We are Relativity. A market-leading, global tech company that equips legal professionals with a powerful platform to organize data, discover the truth, and act on it. The U.S. Department of Justice, 198 of top 200 U.S. law firms, and more than 70 Fortune 100 companies are among our customers who trust Relativity during litigation, internal investigations, and compliance projects.
Our SaaS product, RelativityOne, has become the fastest-growing product in the company's history and we have consistently been named a great workplace. As we grow, we continue to seek individuals that will bring their whole self to our team atmosphere.
Join us in the transformation of the legal industry and play a pivotal role in shaping the future of the practice of law and beyond.
The Compliance Analyst reports to the Director, Global Risk & Compliance and will coordinate compliance monitoring activities within Relativity vendors and partners. The Relativity Information Security, Risk and Privacy program (ISRP) spans commercial, government and protected-data standards. This role is driving expansion, standardization and simplification of the testing and documentation required for our control environment.
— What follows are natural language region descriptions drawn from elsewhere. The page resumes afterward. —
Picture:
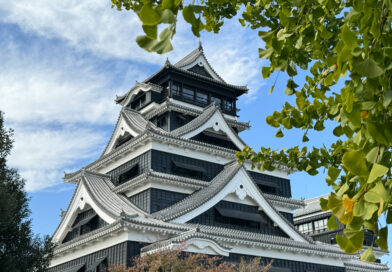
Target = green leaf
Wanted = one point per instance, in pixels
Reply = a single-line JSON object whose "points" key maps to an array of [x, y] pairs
{"points": [[368, 68], [368, 255], [389, 217], [266, 72], [168, 17], [290, 88], [349, 38], [370, 209], [377, 171], [324, 204], [372, 197], [382, 239], [351, 246], [148, 15], [359, 208], [355, 162], [356, 223], [354, 116], [387, 98], [167, 4], [335, 204], [376, 133], [332, 224], [265, 54], [271, 89], [333, 174], [279, 134], [151, 31], [371, 156], [380, 190]]}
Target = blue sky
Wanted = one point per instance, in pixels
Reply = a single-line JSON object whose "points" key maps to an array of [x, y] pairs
{"points": [[63, 62]]}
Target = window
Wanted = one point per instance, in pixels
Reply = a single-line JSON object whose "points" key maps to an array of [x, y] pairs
{"points": [[228, 105], [188, 170], [161, 122], [320, 225], [176, 89], [306, 228], [132, 172], [217, 100], [188, 93], [201, 97], [123, 139], [138, 102]]}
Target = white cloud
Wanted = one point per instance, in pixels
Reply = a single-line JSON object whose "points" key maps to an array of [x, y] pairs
{"points": [[87, 24], [59, 76], [44, 88], [42, 154], [94, 26]]}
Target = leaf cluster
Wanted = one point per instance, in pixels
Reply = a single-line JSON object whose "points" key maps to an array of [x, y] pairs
{"points": [[180, 261], [20, 250], [332, 40]]}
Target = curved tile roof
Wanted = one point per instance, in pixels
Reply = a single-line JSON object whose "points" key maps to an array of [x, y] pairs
{"points": [[206, 115], [191, 57], [312, 205], [100, 188], [200, 197]]}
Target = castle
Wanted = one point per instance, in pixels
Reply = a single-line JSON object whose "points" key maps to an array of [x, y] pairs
{"points": [[169, 175]]}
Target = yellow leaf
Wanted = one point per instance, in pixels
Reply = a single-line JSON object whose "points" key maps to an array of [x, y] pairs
{"points": [[348, 204], [365, 114]]}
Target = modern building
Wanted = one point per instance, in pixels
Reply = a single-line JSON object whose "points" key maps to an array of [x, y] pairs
{"points": [[169, 176]]}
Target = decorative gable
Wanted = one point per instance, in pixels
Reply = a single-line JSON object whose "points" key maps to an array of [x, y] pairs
{"points": [[130, 124], [199, 69], [197, 62], [212, 123], [234, 179]]}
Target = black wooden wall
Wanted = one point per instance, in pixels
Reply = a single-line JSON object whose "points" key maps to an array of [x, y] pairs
{"points": [[286, 265], [122, 253], [153, 200], [213, 218]]}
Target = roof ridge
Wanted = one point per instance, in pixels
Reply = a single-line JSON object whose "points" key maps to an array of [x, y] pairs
{"points": [[216, 183]]}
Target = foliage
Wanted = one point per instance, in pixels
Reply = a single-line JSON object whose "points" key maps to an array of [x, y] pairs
{"points": [[332, 40], [19, 249], [179, 261]]}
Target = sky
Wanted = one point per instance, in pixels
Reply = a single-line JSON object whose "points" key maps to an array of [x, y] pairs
{"points": [[63, 62]]}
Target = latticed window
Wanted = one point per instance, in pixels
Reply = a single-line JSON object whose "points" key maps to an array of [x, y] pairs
{"points": [[188, 93], [201, 97], [320, 225], [217, 100], [176, 89], [306, 228]]}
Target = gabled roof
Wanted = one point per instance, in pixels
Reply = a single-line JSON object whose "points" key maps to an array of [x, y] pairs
{"points": [[312, 205], [95, 190], [100, 187], [222, 185], [211, 117], [170, 105], [197, 57], [130, 121], [200, 197], [189, 238], [139, 87]]}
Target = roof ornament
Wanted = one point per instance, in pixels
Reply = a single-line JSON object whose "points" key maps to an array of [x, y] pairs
{"points": [[200, 46], [167, 62]]}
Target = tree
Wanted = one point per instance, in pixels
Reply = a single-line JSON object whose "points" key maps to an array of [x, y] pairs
{"points": [[332, 40], [19, 249], [179, 261]]}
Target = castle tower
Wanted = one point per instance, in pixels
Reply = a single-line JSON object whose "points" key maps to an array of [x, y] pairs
{"points": [[169, 174]]}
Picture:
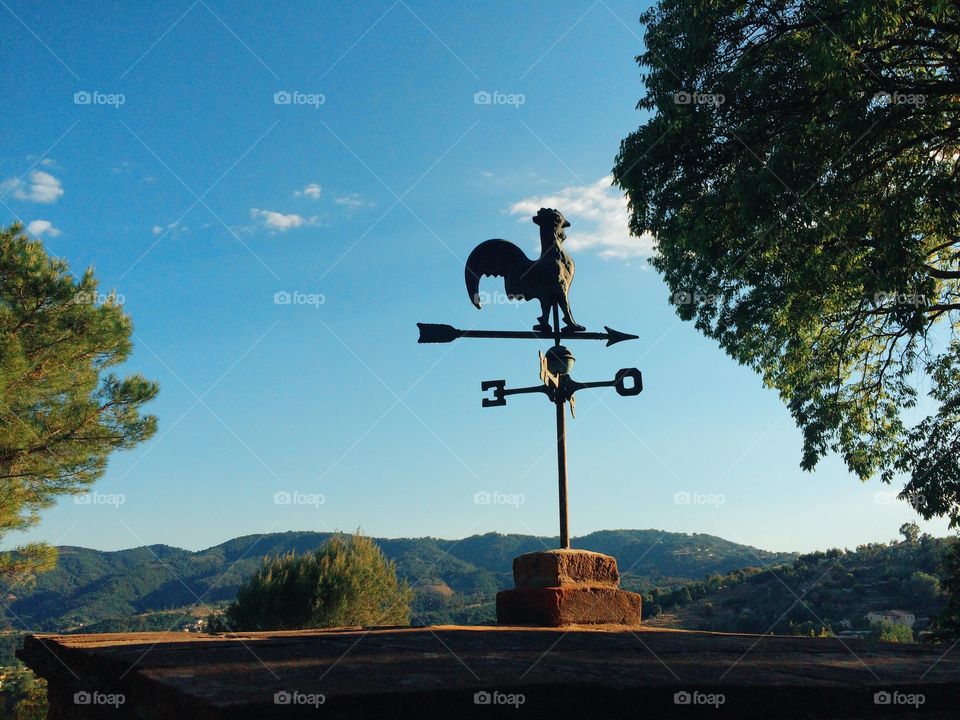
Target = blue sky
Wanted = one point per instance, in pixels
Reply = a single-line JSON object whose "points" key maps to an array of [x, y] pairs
{"points": [[205, 157]]}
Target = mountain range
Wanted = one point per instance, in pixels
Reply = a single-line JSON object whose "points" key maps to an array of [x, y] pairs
{"points": [[454, 580]]}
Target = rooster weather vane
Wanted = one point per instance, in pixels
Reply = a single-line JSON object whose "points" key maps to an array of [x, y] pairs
{"points": [[548, 280]]}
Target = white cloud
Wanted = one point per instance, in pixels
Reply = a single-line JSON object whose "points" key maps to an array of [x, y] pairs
{"points": [[598, 216], [42, 188], [175, 226], [41, 228], [311, 191], [279, 221], [352, 200]]}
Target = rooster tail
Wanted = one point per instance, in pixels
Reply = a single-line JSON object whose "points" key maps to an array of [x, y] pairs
{"points": [[473, 286], [498, 258]]}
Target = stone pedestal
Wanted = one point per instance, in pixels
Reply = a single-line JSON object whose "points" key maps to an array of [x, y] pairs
{"points": [[567, 587]]}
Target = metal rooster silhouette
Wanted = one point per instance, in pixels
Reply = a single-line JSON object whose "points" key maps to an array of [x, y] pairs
{"points": [[547, 278]]}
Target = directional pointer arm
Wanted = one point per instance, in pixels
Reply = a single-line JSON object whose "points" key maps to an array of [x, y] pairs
{"points": [[439, 333]]}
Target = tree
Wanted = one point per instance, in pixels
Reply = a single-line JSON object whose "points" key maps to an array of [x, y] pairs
{"points": [[892, 632], [910, 532], [949, 619], [800, 175], [923, 587], [61, 412], [347, 581]]}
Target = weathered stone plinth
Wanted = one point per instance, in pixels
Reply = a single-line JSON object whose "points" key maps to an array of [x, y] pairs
{"points": [[567, 587]]}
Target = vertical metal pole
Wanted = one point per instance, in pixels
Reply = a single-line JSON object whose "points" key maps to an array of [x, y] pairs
{"points": [[561, 449]]}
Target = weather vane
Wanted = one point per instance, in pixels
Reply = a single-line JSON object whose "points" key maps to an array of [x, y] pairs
{"points": [[548, 280]]}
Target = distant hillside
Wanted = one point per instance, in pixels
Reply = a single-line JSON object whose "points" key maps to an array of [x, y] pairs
{"points": [[819, 592], [455, 579]]}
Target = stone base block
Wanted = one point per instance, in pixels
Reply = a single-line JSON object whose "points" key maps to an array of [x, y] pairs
{"points": [[556, 568], [571, 605]]}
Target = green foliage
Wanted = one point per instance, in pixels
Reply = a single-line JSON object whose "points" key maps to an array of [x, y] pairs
{"points": [[924, 587], [808, 224], [818, 593], [22, 695], [118, 590], [61, 412], [347, 581], [890, 632], [949, 619]]}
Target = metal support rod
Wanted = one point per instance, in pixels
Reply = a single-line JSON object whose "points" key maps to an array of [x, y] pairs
{"points": [[561, 449]]}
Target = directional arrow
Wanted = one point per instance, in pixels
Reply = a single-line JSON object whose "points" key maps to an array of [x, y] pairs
{"points": [[436, 333]]}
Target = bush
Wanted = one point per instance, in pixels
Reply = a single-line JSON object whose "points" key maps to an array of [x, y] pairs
{"points": [[347, 581], [888, 632]]}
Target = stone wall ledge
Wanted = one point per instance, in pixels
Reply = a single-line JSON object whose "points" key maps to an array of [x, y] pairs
{"points": [[449, 671]]}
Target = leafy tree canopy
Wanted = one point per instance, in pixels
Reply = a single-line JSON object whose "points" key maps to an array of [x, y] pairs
{"points": [[800, 174], [61, 411], [347, 581]]}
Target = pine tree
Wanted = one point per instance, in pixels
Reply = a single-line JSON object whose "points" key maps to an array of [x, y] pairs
{"points": [[347, 581], [61, 412]]}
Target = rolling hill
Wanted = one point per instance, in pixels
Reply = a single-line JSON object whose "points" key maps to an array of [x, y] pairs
{"points": [[455, 579]]}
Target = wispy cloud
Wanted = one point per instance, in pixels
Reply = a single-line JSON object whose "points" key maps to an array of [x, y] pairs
{"points": [[176, 226], [279, 221], [599, 219], [41, 228], [41, 188], [312, 191], [352, 200]]}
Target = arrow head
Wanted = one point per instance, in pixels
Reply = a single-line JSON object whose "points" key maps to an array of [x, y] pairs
{"points": [[615, 336], [437, 333]]}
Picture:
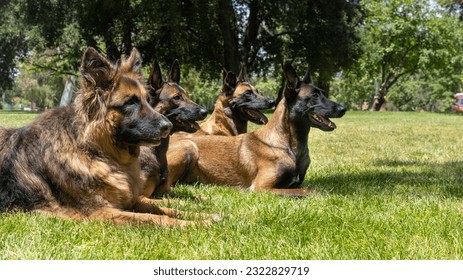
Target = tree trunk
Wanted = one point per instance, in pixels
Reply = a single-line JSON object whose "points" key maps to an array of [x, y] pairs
{"points": [[249, 42], [379, 100], [227, 24], [66, 97]]}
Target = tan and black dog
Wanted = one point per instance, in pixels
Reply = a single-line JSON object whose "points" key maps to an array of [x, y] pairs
{"points": [[81, 161], [238, 103], [273, 158], [171, 100]]}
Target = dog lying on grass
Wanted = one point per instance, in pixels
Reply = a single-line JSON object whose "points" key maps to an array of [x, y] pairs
{"points": [[81, 161], [273, 158]]}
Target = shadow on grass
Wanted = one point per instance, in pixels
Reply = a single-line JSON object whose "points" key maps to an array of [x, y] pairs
{"points": [[396, 176]]}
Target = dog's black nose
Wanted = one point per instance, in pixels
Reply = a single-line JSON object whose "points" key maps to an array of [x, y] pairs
{"points": [[341, 110], [165, 126], [203, 112], [271, 102]]}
This role works in partnership with multiple Relativity departments and locations as we extend our SaaS offering globally and across industries.
- Under the direction of the Director, Global Risk & Compliance and in support of our risk and compliance team leads, this role is engaged in the evaluation and improvement of ongoing security and control effectiveness through
- Responsible for initiating recurring testing activities, coordination and tracking of test evidence and conducting compliance reviews of test results, especially for our FedRAMP authorization activities
- Actively supports the identification and assessment of the risk/impact of changes to control processes across our ISRP program
- Participates in the deployment and validation of new information security control standards across Relativity departments and/or with vendors and business partners where appropriate
- Responsible for the coordination of revisions and/or retention of ISRP program-related documentation.
- Identifies opportunities for simplification of program documentation to support shared understanding across multiple standards.
- Assists with the development of policies, procedures and workflows to provide clear process understanding and meet compliance documentation standards
- Collaboratively challenges the status quo of current processes and suggests improvements, automation or alternatives.
- Assists with research and interpretation of regulatory framework, compliance standards and compliance and best practice procedures.
- Looks for ways to balance risk management and creativity in responding to business / technical opportunities.
- Two years of experience auditing and/or monitoring the effectiveness of information security, privacy and technology risks, processes and controls.
- Able to demonstrate a working knowledge of key principles of information technology general controls, including change management, access to programs and data, segregation of duties, asset management, computer operations, encryption practices and secure software development.
- Training and/or direct work experience with one or more core IT auditing standards (such as: ISO 27001, SOC 2 TRUST Principles, Sarbanes-Oxley Act) is preferred.
- Knowledge of one or more industry guidelines (such as: FedRAMP, NIST 800-53, COBIT) is desirable.
- Knowledge of privacy concepts (such as GDPR, HIPAA, ISO 27018) is desirable.
- Experience in a cloud-based (SaaS) software development environment and/or knowledge of ISO 27017 concepts is ideal for this role.